Fakat işçi sınıfı toplumsal bir güç olarak sermayenin saldırıları karşısında kendisini yalnızca savunmaya çalışıyor, dahası pasif savunmadan aktif savunmaya bir türlü geçemiyor. Oysa yaşanan saldırılar parça parça yürütülen eylemlerle, kısmi genel grevlerle berteraf edilebilecek türden değildir. Ortam ve koşullar başka cevaplar gerektiriyor.
Sorunun uluslararası boyutunu saklı tutmak kaydıyla, bu durumun esas sorumluluğu kuşkusuz işçi sınıfını Fransa’da, İtalya’da, İspanya’da, Portekiz’de “resmen” temsil eden, tamamen sosyal demokratlaşmış, ruhsuzlaşmış eski komünist partilerinin omuzlarındadır. Bu partilerin yürüttüğü politik çalışma, sınıfa ideolojik bir iktidar perspektifi kazandırmak, onu düzen karşıtı bir alternatif program ekseninde örgütlemek yerine, sadece kendi kurumsal varlıklarını korumaya yönelik bir endişeden öte gitmiyor.
Avrupa’da yaygın işçi eylemleri yaşanıyor. Toplumsal hoşnutsuzluk enine boyuna yayılıyor, hatta bazı orta sınıf katmanlarını da etkisi altına alıyor. Fakat önderlik boşluğu her adımda kendisini ortaya koyuyor.

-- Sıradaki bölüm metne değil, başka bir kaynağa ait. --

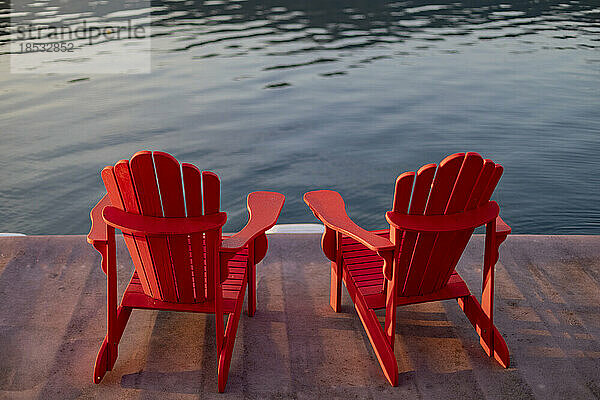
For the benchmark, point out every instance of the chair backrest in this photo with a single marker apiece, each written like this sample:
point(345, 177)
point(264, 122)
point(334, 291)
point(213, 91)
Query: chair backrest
point(170, 268)
point(461, 182)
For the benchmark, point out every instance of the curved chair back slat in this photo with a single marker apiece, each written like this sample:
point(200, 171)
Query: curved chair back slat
point(461, 182)
point(171, 268)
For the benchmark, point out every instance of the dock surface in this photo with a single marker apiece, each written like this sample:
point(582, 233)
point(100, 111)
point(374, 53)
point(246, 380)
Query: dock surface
point(53, 316)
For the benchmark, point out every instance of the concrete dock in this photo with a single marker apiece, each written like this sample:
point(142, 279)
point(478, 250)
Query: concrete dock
point(52, 321)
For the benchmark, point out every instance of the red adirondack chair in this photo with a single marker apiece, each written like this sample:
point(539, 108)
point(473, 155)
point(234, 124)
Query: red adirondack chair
point(428, 232)
point(171, 223)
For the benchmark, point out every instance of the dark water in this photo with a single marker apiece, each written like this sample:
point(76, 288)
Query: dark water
point(299, 95)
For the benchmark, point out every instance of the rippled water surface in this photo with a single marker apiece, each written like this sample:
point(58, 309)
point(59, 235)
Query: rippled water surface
point(293, 96)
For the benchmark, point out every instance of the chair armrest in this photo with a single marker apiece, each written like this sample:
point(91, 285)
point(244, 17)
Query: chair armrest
point(264, 209)
point(444, 223)
point(98, 230)
point(146, 225)
point(502, 227)
point(328, 206)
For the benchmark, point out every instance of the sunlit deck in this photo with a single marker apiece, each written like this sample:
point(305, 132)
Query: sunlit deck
point(52, 321)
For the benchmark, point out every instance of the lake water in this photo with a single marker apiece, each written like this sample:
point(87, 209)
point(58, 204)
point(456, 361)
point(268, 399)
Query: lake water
point(293, 96)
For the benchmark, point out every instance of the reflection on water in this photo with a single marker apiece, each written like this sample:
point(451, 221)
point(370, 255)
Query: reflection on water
point(293, 96)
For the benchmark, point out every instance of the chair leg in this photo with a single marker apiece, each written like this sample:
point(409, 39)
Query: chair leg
point(107, 355)
point(224, 357)
point(383, 349)
point(490, 338)
point(335, 297)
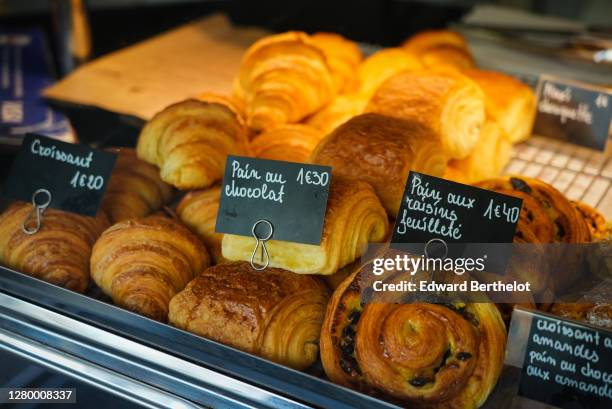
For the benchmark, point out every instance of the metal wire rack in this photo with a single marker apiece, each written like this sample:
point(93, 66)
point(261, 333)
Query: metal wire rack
point(579, 173)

Avrupa’da bu rolü oynadıklarını iddia eden partiler mevcuttur. Eğer somut bir örnek vermek gerekirse, ilk akla gelen kuşkusuz Fransız Komünist Partisi (FKP)'dir. Görkemli bir tarihsel miras sayesinde bugün halen ayakta durabilen FKP’nin 70 bin üyesi, ikinci emperyalist savaş sırasında Naziler ve onların Fransız işbirlikçileri tarafından katledilmişti. 1947’de bir milyonu aşkın üyesi olan FKP, o dönem her seçimde geçerli oyların % 25’ini aşkın bir kesimini alabiliyordu. Şimdi ise % 5 civarına kadar düşmüş durumda.

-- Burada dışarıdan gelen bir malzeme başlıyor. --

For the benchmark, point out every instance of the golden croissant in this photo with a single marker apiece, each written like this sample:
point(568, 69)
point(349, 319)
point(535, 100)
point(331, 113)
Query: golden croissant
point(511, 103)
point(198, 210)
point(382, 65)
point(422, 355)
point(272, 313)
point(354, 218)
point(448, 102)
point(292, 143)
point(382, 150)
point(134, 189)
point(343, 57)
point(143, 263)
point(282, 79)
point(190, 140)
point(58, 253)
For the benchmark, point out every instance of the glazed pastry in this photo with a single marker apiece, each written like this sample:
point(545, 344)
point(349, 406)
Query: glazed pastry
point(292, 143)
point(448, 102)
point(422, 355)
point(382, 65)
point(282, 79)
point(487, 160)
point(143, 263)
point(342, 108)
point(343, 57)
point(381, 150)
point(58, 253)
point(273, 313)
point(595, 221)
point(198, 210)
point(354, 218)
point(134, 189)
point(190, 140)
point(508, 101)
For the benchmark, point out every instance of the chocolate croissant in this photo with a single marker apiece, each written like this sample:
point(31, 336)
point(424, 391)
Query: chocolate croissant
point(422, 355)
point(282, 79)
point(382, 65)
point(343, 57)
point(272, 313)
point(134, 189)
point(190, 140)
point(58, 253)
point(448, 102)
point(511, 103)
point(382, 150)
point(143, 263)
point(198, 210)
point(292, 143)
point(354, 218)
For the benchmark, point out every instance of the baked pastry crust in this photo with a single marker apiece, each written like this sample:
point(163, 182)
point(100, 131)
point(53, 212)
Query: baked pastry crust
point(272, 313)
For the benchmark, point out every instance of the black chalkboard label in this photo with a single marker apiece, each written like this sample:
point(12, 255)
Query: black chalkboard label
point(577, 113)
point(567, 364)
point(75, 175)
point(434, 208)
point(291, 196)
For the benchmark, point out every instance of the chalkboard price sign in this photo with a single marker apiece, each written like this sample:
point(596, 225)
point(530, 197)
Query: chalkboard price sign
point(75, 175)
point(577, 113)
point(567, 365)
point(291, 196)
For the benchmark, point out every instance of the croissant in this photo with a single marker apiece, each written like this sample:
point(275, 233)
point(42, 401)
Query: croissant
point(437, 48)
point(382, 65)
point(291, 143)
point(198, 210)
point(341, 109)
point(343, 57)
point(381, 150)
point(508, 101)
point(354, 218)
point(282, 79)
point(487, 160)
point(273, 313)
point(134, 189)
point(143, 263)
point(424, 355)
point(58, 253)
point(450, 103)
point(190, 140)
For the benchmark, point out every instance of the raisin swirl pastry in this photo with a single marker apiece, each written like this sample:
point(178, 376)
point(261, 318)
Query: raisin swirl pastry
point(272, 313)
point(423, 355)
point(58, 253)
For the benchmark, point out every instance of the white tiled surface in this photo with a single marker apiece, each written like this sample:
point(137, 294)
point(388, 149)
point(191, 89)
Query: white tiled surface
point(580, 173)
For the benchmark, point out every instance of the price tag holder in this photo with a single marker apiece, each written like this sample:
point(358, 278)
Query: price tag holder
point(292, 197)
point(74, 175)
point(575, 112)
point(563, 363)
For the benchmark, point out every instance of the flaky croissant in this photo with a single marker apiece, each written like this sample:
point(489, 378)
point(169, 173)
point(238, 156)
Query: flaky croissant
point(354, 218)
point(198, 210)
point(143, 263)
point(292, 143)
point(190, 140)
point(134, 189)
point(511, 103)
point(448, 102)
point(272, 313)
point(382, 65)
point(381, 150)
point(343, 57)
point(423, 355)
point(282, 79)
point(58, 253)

Proletarya diktatörlüğünü reddeden, lafızda da olsa devrimci literatürün tek kelimesini dahi kullanmayan, devrim yerine seçimle işbaşına gelmeyi hedefleyen FKP, devrim kavramı yerine değişim, işçi sınıfı yerine insanlar terimini kullanıyor. Üretim araçlarının toplumsallaştırılması ve sosyalist inşa programı yerine tekelci devlet kapitalizmini savunuyor. Tek kelime ile sosyalizmi teorik ve pratik açıdan kökten reddeden FKP’nin adı ve amblemi dışında, komünizmi veya devrimciliği çağrıştıran hiç bir yanı kalmamıştır.
Fransız işçi sınıfı onu on yıllardır omuzlarında taşıdı ve halen önemli ölçüde destekliyor. FKP bu destek ve fedakarlığı 1981’de Mitterrand için bir basamağa dönüştürdü, sonucu biliniyor. FKP için işçi sınıfı kendisine seçimlerde oy verecek bir toplumsal tabandan, bir insan kitlesinden ibarettir.

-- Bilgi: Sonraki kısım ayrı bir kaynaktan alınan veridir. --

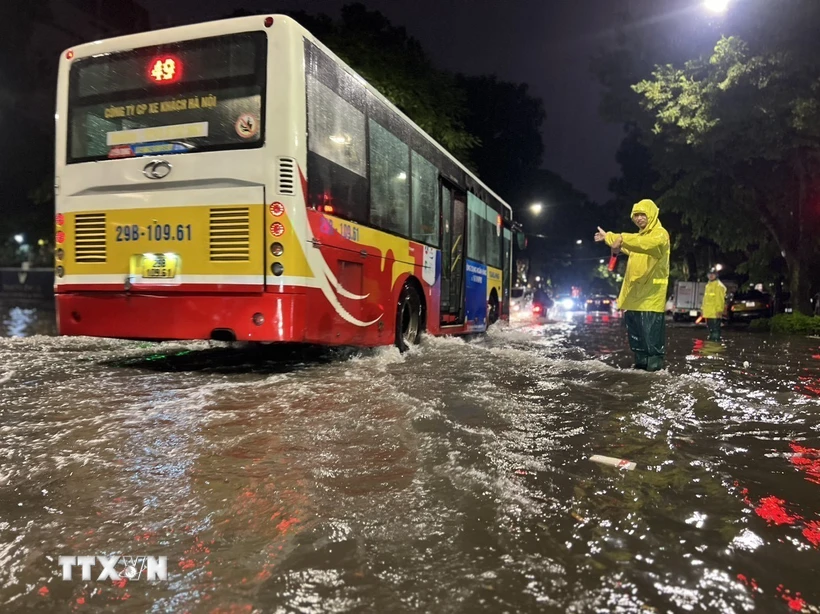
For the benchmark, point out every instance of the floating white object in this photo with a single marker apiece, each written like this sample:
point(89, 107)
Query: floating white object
point(620, 463)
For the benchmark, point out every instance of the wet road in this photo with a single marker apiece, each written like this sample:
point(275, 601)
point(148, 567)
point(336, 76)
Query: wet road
point(455, 478)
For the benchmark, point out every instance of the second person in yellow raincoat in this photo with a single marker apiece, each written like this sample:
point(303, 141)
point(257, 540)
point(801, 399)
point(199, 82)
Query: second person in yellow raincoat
point(714, 302)
point(643, 293)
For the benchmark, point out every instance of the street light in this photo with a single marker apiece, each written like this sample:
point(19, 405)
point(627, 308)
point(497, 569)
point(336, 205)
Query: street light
point(716, 6)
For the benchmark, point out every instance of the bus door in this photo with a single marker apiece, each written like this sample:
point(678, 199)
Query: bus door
point(453, 216)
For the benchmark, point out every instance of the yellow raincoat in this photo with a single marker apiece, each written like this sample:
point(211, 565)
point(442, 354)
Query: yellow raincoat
point(714, 300)
point(647, 271)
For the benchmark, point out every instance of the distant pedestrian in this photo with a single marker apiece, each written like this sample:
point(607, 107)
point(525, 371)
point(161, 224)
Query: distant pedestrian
point(714, 303)
point(643, 293)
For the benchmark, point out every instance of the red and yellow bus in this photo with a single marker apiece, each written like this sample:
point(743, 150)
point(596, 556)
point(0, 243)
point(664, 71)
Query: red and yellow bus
point(234, 180)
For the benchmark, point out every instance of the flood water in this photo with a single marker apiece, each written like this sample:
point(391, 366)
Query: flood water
point(455, 478)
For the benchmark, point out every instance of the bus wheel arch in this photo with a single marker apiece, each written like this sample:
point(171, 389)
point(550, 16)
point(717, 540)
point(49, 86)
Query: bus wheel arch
point(411, 314)
point(493, 308)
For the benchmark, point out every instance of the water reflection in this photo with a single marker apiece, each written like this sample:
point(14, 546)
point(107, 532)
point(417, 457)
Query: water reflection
point(455, 477)
point(27, 318)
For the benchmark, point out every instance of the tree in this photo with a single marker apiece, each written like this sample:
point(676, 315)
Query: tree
point(395, 64)
point(736, 140)
point(507, 122)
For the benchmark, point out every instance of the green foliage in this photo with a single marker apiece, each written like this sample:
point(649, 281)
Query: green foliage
point(734, 138)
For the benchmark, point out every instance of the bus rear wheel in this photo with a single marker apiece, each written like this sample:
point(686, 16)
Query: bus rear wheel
point(492, 309)
point(409, 318)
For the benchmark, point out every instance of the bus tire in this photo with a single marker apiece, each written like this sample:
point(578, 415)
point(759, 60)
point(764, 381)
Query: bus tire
point(492, 309)
point(409, 318)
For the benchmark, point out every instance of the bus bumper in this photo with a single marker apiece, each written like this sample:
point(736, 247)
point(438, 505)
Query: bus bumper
point(167, 316)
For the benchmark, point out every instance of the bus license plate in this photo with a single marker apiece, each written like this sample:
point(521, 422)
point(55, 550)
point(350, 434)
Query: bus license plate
point(159, 266)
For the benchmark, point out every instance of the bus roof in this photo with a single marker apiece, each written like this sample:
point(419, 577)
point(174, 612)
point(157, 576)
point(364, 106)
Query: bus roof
point(398, 111)
point(213, 28)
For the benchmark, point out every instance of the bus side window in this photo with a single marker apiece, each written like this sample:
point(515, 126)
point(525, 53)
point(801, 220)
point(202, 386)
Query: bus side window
point(337, 169)
point(389, 181)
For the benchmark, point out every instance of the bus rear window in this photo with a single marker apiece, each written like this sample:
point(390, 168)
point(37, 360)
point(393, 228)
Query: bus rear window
point(201, 95)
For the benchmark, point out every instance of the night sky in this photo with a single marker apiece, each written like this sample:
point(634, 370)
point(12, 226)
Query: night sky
point(544, 43)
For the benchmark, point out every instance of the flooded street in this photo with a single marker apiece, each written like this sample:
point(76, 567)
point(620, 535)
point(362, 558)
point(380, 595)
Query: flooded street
point(455, 478)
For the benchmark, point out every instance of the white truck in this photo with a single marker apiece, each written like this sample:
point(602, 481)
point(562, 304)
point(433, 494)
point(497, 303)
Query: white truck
point(687, 299)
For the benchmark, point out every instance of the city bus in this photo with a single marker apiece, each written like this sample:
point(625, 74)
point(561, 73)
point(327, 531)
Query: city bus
point(235, 180)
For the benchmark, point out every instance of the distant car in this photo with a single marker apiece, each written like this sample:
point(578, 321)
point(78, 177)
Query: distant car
point(599, 304)
point(566, 305)
point(521, 303)
point(750, 305)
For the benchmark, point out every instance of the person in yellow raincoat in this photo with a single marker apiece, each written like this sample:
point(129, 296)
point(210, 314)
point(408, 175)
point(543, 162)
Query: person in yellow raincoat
point(643, 293)
point(714, 302)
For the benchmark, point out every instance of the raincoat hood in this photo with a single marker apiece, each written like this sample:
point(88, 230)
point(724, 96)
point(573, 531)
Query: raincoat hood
point(648, 208)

Avrupa’daki diğer komünist partileri de işçi sınıfının seçimsel desteğini, burjuva düzenin politik yelpazesinde tutunabilmek ve sonuçta var olmak için bir manivelaya dönüştürmüş bulunuyorlar. Denebilir ki tek endişeleri, işçi sınıfından(163)aldıkları, daha doğrusu almaya halen devam ettikleri destek karşılığında, düzen tarafından muhatap olarak kabul edilmek ve öyle muamele görmektir.
Tek kelime ile özetlemek gerekirse, bu partiler burjuva düzenle bütünleşmişlerdir ve ona ayak uydurabilmenin uğraşısı içindedirler. Klasik burjuva politik yaşamının reformist kanadı durumundadırlar. Dolayısıyla, Avrupa’da gittikçe yaygınlaşan toplumsal muhalefeti örgütlemenin, yönlendirmenin ve harekete geçirmenin halihazırda mevcut potansiyel olanaklarını tekellerinde tutan eski komünist partilerin durumu budur. Onlar bugün için aynı zamanda yeni bir devrimci dinamiğin doğmasının önünü tıkayan başlıca, engellerden biridirler.